はじめてこの本を手にとったのは20数年前。大学3年生の時だった。
所属したゼミで読まなければならない本のうちの一冊(つまり必須本)であり、好むと好まざるとにかかわらず、無理やり読まざるをえなかった・・・というのが真実であるが。
当時の印象は、
「なんだか全然意味分かんない~」
読み進めていておもしろいと思ったことは一度もなかったし、ゼミで意見を求められても「う~~ん??」という感じだった。ちなみにゼミでこの本を読む主旨は、おそらく「この本から社会の動きを読む」。ということだったと思う。多分。社会学科だったし。
その時の(おもしろくない本という)印象が強烈だったので、今、再び話題になっていても、あらためて読もうという気もおこらなかったのだが。
映画主演の松山ケンイチは好き。ちなみに。
オットに「大学時代読んで、ぜーんぜん分かんなかったんだよねえ」とつぶやくと、「でも、今読んだらまた違うかもよ?」と言われる。

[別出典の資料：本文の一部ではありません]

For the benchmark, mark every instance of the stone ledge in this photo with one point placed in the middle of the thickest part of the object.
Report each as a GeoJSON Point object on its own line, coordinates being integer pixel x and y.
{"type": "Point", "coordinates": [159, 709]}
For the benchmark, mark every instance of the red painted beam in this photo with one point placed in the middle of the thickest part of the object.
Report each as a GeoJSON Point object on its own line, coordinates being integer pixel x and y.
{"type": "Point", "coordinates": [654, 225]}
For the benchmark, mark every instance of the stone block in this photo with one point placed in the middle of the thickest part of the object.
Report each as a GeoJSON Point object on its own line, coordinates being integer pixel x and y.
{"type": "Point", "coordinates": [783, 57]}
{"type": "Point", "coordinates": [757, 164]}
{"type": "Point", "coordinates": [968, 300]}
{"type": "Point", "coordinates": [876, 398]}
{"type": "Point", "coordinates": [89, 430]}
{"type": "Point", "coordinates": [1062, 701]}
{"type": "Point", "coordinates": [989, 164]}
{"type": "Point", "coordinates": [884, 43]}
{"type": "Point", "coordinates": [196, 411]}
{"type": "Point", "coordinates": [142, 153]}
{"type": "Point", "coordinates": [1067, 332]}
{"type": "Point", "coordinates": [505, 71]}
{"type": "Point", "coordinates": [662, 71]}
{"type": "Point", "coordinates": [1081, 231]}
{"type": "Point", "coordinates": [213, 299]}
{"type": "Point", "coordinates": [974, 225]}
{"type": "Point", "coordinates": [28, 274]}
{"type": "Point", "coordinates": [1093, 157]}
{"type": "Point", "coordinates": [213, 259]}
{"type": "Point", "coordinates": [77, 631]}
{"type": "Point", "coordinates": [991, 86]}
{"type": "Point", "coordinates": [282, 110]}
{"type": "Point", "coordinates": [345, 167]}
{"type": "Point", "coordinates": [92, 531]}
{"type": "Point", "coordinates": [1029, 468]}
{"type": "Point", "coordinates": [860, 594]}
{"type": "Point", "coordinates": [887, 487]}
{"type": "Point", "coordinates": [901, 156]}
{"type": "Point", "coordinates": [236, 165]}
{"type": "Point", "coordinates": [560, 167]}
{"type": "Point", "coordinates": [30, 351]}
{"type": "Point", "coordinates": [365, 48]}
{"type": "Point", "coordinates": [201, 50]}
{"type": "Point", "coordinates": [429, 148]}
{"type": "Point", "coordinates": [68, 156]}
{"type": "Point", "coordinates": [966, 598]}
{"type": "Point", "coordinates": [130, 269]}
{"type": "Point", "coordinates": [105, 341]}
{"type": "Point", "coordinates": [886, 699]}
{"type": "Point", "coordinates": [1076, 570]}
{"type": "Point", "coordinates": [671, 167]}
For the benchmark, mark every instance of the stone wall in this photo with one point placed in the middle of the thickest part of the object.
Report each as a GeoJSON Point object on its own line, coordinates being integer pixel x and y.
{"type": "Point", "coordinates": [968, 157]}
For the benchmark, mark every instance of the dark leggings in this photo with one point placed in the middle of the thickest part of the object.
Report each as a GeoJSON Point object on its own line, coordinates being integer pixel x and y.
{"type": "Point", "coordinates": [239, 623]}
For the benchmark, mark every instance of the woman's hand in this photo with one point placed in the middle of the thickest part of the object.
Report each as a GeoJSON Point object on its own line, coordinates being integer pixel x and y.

本をまったく読まないヤツに言われるのもどうかと思ったが、出張で長距離電車に乗ることもあり、「つまらなかったら寝ればいいや」と、軽い気持ちで再び手に取ってみた。
で、読了。
やはりそんなにワタシの好みではないが、それでも大学時代に読んだときよりも全然ストーリーの中に入っていけた。
年齢を重ねると感じえるものは違うんだなあと発見。
「喪失」も「再生」も、あの頃の自分には分からなかったと思う。今ならば・・・少し分かるようになったのかな?
今。あえて。
一定の年齢以上の方にオススメしたい。
Comments
読み返しましたよー。お正月に。
当時は私も
わけわからん。と思ってつまらーーーんと感じた印象があります。
まったく同感。
でも読み返したら。。。
面白かった!
ナイーブ系の松ケンくんが好きなので当然映画も観にいきましたが、
菊地さんに感動!
真実の演技でした。
作品的には特にラストの方の解釈が違う!
違うねん!監督!
ちょっと残念でした。
やっぱり小説と同じわけにはいかないね。
ビートルズの歌もあまり使えない事情もあるだろうし。
以上、個人的感想をぶつけてみましたー。
Posted by: まっちゃん | January 18, 2011 02:31 PM
>まっちゃん
やっぱり年を重ねて、わびさびが分かるようになると感じるものも違うのかな~と今回あらためて思いましたわよ。
松山ケンイチ、いいよね~。
でも、やっぱりこの本は本の方がいいと思うのよ。映画観ていないけど。
解釈の広がりを「読み手に託す」という印象を昔から持っていました。